Было без четверти семь, и вечер спускался на улицы города. Хозяин «Саламандры» уже разжег настенные светильники, и я издалека видела падающий на асфальт теплый свет, принимающий форму окон. Фонарь под козырьком подсвечивал его бордовую кровлю, и оттого она казалась густой и похожей на вино в бокале. Я толкнула ручку двери и оказалась внутри «Саламандры». Хозяин, Освальд Павлович, стоял за прилавком и, держа в руке странного вида пинцет, ковырялся в каком-то механизме. С нашей первой встречи прошло девять лет, Освальд Павлович немного осунулся, стал носить очки, его борода была не такой пышной, но взгляд и улыбка остались прежними. Старый волшебник с подсвечником в ладони.

Все эти годы время от времени я заглядывала в лавку. Копила карманные деньги и покупала вещички, которыми пополняла коллекцию на полочке трофеев. Освальд Павлович, похоже, разглядел во мне что-то. Какую-то искру. Я была не просто покупателем безделушек. Я стала другом Крезы.

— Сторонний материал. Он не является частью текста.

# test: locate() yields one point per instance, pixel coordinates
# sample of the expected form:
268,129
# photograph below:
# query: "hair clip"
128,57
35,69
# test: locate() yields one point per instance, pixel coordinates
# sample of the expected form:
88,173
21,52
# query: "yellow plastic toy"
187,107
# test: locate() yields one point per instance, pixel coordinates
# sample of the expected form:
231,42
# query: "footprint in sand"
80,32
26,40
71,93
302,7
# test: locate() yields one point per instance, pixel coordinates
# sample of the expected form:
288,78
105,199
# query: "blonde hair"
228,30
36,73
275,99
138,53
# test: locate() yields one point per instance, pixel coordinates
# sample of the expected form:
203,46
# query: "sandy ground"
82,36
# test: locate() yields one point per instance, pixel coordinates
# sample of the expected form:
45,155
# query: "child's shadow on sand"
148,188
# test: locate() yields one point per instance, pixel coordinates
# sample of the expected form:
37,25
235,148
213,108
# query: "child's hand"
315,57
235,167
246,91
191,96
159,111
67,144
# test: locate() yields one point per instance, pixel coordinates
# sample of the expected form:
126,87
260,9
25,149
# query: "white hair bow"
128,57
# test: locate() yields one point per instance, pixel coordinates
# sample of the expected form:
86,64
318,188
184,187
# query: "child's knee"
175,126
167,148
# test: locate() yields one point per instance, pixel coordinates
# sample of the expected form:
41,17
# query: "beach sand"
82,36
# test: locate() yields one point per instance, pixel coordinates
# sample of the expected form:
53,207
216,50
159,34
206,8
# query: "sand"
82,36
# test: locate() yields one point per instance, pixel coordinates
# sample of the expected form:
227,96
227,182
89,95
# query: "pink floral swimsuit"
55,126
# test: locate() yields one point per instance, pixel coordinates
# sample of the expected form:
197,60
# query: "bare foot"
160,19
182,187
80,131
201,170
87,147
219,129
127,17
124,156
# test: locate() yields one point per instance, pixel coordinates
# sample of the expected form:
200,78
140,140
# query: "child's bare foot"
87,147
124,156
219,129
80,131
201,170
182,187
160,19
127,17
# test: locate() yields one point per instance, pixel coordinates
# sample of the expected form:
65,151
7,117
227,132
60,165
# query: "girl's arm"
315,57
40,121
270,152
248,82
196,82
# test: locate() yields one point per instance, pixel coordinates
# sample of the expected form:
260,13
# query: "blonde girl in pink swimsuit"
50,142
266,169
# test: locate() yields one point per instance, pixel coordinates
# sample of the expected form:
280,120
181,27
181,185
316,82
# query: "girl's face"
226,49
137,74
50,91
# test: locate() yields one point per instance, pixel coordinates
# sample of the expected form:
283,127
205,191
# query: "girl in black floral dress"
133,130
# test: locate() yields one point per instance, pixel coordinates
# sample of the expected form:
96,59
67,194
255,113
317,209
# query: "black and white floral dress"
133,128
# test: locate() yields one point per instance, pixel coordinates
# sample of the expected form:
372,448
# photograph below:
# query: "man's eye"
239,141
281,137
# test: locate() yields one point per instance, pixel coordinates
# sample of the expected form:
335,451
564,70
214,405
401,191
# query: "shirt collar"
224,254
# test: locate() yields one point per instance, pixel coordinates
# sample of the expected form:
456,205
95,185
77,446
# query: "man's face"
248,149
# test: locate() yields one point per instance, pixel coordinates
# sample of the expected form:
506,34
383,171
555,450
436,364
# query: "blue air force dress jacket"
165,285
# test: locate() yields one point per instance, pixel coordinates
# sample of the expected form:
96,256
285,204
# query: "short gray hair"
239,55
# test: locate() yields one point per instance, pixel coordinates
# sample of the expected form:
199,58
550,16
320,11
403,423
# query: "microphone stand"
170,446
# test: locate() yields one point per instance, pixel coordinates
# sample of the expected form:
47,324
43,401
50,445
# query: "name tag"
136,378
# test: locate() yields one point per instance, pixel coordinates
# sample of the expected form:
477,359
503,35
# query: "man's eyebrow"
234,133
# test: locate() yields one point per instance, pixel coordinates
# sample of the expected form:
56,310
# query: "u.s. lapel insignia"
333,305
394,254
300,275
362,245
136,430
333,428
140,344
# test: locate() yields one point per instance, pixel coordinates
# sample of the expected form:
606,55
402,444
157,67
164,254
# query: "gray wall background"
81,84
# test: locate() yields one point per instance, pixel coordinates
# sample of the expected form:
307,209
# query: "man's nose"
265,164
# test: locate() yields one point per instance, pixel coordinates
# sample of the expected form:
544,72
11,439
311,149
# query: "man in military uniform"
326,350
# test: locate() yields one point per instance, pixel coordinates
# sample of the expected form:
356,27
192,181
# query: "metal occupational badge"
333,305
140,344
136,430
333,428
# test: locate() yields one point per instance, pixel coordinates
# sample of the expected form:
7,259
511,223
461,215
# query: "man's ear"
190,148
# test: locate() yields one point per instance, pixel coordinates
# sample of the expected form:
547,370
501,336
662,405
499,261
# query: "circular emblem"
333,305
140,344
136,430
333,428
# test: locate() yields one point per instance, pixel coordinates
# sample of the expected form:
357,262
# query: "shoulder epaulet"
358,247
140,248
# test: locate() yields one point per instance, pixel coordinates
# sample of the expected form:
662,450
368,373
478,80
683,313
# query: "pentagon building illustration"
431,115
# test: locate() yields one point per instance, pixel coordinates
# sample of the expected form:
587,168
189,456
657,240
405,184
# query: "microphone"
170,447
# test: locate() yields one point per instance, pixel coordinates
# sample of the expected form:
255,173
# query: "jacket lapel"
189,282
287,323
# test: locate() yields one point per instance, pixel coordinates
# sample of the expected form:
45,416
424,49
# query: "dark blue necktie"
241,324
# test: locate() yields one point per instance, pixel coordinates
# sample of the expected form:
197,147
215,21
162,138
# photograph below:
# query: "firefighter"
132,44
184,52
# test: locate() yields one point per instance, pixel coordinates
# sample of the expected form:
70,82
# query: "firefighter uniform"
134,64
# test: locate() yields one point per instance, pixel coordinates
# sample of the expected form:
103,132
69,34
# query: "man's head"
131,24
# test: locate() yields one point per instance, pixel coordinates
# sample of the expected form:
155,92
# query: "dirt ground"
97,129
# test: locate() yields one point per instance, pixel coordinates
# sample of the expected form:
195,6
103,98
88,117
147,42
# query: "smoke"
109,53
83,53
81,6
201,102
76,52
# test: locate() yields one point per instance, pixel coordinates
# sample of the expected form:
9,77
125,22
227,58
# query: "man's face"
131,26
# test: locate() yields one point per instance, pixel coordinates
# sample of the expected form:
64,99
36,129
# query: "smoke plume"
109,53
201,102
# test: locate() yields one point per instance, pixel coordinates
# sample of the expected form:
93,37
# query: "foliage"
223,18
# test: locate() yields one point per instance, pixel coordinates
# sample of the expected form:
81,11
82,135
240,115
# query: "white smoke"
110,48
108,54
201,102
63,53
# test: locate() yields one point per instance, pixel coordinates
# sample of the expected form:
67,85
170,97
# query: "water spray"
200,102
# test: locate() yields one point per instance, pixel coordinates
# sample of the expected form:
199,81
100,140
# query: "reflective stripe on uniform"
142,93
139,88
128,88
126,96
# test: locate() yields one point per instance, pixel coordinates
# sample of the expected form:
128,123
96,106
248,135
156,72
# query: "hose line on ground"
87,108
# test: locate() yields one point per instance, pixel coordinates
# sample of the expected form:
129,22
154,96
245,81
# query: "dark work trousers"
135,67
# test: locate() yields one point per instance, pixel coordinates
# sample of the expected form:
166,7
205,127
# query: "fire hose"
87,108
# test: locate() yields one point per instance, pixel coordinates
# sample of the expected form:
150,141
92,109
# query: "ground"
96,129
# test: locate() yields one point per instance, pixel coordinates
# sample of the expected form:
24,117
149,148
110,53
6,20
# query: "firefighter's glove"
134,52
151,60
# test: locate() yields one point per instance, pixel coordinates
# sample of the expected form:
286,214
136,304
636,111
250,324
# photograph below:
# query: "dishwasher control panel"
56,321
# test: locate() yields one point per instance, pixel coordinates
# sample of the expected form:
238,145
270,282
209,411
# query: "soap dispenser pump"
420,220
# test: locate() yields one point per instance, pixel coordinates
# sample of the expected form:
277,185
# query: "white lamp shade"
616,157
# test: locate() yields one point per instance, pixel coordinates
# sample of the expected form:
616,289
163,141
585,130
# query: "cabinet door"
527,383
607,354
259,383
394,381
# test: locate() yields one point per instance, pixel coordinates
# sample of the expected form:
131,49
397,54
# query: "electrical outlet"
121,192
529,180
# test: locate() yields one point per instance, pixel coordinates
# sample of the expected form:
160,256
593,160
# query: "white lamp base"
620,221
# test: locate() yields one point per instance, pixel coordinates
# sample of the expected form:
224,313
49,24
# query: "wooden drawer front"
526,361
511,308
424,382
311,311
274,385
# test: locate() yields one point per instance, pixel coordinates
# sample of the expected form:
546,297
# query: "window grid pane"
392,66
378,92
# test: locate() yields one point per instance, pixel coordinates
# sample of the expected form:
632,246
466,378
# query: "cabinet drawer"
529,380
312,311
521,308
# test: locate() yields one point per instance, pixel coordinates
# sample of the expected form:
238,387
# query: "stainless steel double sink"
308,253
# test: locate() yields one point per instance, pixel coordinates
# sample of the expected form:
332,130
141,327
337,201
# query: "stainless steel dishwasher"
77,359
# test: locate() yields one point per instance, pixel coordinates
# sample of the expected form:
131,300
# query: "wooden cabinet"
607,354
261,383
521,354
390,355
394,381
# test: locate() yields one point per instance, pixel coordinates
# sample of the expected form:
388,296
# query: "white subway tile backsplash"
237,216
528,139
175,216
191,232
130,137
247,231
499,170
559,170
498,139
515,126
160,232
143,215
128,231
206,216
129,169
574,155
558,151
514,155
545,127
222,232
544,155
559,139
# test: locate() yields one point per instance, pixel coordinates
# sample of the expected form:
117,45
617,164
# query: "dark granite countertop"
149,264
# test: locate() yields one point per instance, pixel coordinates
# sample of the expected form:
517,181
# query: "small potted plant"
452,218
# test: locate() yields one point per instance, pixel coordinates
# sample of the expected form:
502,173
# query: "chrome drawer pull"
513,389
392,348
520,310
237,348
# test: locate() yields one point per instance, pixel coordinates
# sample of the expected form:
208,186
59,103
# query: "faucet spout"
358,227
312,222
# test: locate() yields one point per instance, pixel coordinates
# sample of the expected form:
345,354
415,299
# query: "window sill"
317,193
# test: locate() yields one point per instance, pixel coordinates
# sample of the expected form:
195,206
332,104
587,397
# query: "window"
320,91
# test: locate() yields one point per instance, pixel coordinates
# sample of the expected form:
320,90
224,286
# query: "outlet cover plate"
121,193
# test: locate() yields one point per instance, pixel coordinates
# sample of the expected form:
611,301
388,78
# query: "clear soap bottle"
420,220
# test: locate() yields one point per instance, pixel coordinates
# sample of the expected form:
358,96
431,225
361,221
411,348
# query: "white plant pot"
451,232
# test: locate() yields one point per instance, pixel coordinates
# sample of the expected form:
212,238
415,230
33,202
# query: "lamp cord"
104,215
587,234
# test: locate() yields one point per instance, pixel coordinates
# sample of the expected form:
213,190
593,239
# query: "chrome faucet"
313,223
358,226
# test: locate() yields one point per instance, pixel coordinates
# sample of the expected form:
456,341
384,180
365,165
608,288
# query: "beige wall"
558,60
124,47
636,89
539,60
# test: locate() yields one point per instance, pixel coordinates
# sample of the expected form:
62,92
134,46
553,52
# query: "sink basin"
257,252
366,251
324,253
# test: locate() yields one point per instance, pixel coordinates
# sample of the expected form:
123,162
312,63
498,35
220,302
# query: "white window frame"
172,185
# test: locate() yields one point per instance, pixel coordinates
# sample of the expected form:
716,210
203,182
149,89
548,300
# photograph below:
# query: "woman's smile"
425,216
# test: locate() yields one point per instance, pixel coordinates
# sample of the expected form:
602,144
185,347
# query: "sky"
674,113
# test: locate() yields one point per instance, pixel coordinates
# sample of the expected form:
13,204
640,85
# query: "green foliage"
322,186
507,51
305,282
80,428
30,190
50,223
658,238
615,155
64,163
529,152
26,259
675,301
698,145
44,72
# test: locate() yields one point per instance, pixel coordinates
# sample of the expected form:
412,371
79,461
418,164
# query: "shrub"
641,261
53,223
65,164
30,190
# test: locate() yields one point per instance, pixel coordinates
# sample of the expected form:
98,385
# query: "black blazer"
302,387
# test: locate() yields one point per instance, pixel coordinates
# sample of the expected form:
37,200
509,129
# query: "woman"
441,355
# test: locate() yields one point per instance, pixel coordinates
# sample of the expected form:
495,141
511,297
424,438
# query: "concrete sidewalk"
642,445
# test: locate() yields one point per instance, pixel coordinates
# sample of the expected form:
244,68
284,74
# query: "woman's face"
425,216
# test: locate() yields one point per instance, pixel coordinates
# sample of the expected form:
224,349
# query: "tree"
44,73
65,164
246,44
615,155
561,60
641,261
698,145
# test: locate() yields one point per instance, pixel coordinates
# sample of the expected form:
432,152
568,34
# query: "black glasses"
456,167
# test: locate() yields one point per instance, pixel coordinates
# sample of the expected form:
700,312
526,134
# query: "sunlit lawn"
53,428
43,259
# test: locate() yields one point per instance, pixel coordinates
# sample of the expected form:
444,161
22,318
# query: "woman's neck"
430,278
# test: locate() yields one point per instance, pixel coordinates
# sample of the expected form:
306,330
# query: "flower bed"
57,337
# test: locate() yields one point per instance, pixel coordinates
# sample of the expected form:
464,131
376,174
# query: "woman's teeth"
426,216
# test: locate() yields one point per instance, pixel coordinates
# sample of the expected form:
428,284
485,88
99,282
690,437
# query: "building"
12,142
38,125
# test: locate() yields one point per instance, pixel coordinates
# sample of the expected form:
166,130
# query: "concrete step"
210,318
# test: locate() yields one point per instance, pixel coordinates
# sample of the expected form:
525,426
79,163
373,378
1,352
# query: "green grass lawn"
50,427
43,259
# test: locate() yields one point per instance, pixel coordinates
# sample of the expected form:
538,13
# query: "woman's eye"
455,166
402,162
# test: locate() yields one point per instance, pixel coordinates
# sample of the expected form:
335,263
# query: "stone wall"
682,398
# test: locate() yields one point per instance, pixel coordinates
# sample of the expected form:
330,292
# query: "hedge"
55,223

Как-то между делом, из неоконченных фраз и обрывков мыслей старика, я поняла, что он живет здесь совсем один. Ни жены, ни детей у Крезы не было, только немецкая овчарка по кличке Фортуна. Она была удивительно умной и наверняка скрашивала вечера Освальда Павловича своим тихим умиротворяющим присутствием. Днем Освальд Павлович выпускал ее на улицу, и, когда Фортуна хотела вернуться, она пробегала мимо больших окон лавки. Тогда Креза шел к черному входу и открывал ей дверь. Она была сухопарой, подтянутой, с густой шерстью черно-подпалого окраса. Частенько Освальд Павлович отправлял ее на собачьи выставки или соревнования, и список побед Фортуны можно назвать внушительным.

Когда наступало время закрывать магазин, а это было обычно в девять вечера, Креза вешал на дверь соответствующую табличку, запирал все замки и уходил из торгового зала в другую, смежную комнату. За ту самую деревянную дверь, вечно запертую для остального мира. Там он готовил себе нехитрый ужин, курил трубку, перекидывался парой фраз с Фортуной и ложился спать, чтобы утром, часов эдак в восемь, открыть свое детище. Я не понимала, почему такой человек, как Освальд Павлович, остался совсем один. Но было очевидно, что Креза не намерен говорить о себе слишком много, а я умела дружить и не задавать лишних вопросов. Этим летом, когда мне удалось сдать выпускные экзамены в школе на высокие баллы, я вновь пришла в лавку. Пришла, чтобы рассказать добродушному старику о своих успехах и купить что-то в память о таком чудесном дне.